How much should taxpayers pay to subsidise the running of political parties and their campaigns? If the NSW government gets its way, the answer is going to be quite a lot more.
While its proposed changes have mostly been characterised by their welcome increases of penalties for those rorting the system, the real story is that, if passed, these changes will effectively provide “full public funding plus” for the major political parties. Not only will they get full public funding of their campaigns, but they will also still be able to raise and keep donations. For good measure, they will get a major increase in party administration funding as well.
The theory seems to be that the parties will be swimming in so much public money that they will be too lazy to make the effort to be corrupt.
What public funding is already given to NSW parties?
Public funding of political parties in New South Wales started in 1981. The main political parties currently receive reimbursement of around 75% of their electoral communications expenditure during the six months prior to an election. This runs to around A$6.97 million for a party that endorses candidates in all seats.
Parties also receive significant administrative funding for their running costs, amounting to around $2.27 million per year for a party with 25 members or more in parliament. That amounts to $9.1 million for a major party over a four-year electoral cycle.
In the last election year of 2011, $15,076,709 was paid to political parties and $4,938,363 to candidates in reimbursement of electoral communication campaign expenses. That same year, $9,581,460 was paid in administrative expenses to parties. One might conclude that taxpayers are already making a very substantial contribution to parties, but it seems the parties still want more.
The proposed scheme – full public funding in disguise
Recently, there have been calls to ban political donations and for full public funding of political parties by taxpayers in NSW.
The Baird government has given the impression that it has left this issue to its Expert Panel on Political Donations to advise upon. In the meantime, however, its bill, introduced into the Legislative Assembly on October 14, seeks to establish what is effectively a form of full public funding, at least for the major parties, by hiding it within a complicated new funding formula.
The bill achieves this by changing the public funding mechanism.
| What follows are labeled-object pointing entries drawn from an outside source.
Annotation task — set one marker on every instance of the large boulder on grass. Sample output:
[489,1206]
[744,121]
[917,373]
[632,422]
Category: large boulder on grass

At the moment, each party has a spending cap based on the number of seats in which it runs endorsed candidates in the Legislative Assembly. (A different formula applies to small parties that primarily run candidates in the Legislative Council.)
The caps increase each year with inflation, but the bill proposes to pull them back to the original 2011 figures, so it is these figures that are being used for this article.
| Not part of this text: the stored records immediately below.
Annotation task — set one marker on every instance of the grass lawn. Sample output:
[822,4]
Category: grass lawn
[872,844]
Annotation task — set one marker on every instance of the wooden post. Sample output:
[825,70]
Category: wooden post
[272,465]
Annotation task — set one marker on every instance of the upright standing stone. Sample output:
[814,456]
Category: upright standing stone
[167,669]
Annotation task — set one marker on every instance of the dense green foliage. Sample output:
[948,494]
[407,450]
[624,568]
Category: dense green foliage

A major party that runs a candidate in every lower house seat gets a cap of $9.3 million, being $100,000 for each of the 93 seats. Under that formula, parties are reimbursed on a sliding scale for their actual expenditure on electronic communications and some other campaigning costs, up to at least 75% of that expenditure.
For example, a party that spent up to the limit of its cap of $9.3 million would get back $6.97 million. It would then have to fund the rest of its campaign expenditure (including some other costs such as travel and research) from its own fundraising.
Under the proposed new scheme, major parties would get paid an amount of $4 for each first preference vote in the Legislative Assembly and $3 for each first preference vote in the Legislative Council. On the basis of the 2011 election figures, this would give the Coalition over $14 million in campaign funding, rather than the $6.1 million that it received in 2011 under the old formula. This amount, however, reflects the Coalition’s massive victory in 2011.
The 2007 election results give more representative figures to test the funding proposal. Using the 2014 formula with the 2007 first preference figures, the Coalition would have received around $9.7 million and Labor $10.6 million. In both cases, this would have exceeded the $9.3 million cap.
In other words, in normal electoral circumstances where the major parties are relatively evenly matched, the new scheme amounts to “full public funding”.
However, the expenditure caps and a reimbursement system still apply. Hence, the parties could get back only the amount that they had actually spent, up to the limit of the expenditure cap. On this basis, you would think that the major parties could receive no more than $9.3 million each in public funding, because they could not spend above this amount. But this is where the sleight of hand comes in.
For the purposes of working out public funding, the expenditure cap of the party under the proposed scheme is combined with the expenditure caps of its endorsed candidates (each of whom has his or her own local expenditure cap of $100,000). That brings the potential overall expenditure cap up to $18.6 million, allowing a party to pick up more than $9.3 million in public funding, as long as it has spent that amount under the combined expenditure caps of both the party and its endorsed candidates.
To help it expend larger amounts, the expenditure categories have also been expanded to include travel and research.
Extra funding for parties
In addition, parties can continue to raise political donations, as long as they don’t exceed the $5000 cap for donations to parties. “Full public funding” is not a trade-off for the elimination of donations. Instead, the parties get both.
Parties also receive a boost in administrative funding. Parties with 25 MPs or more would receive an extra $374,000 a year for administration costs. One might well ask for what: surely not a reward for good behaviour?
The burden on taxpayers
While it is very hard to estimate how much extra these proposed changes will cost taxpayers overall – given that it depends on how much parties and candidates actually spend in their campaigns – the amount is likely to be more than $10 million extra per electoral cycle.
All of this money comes from taxpayers, who might well prefer the money to be spent instead on better health services, public transport, roads or schools. Yet it seems unlikely that the parties will ask or care.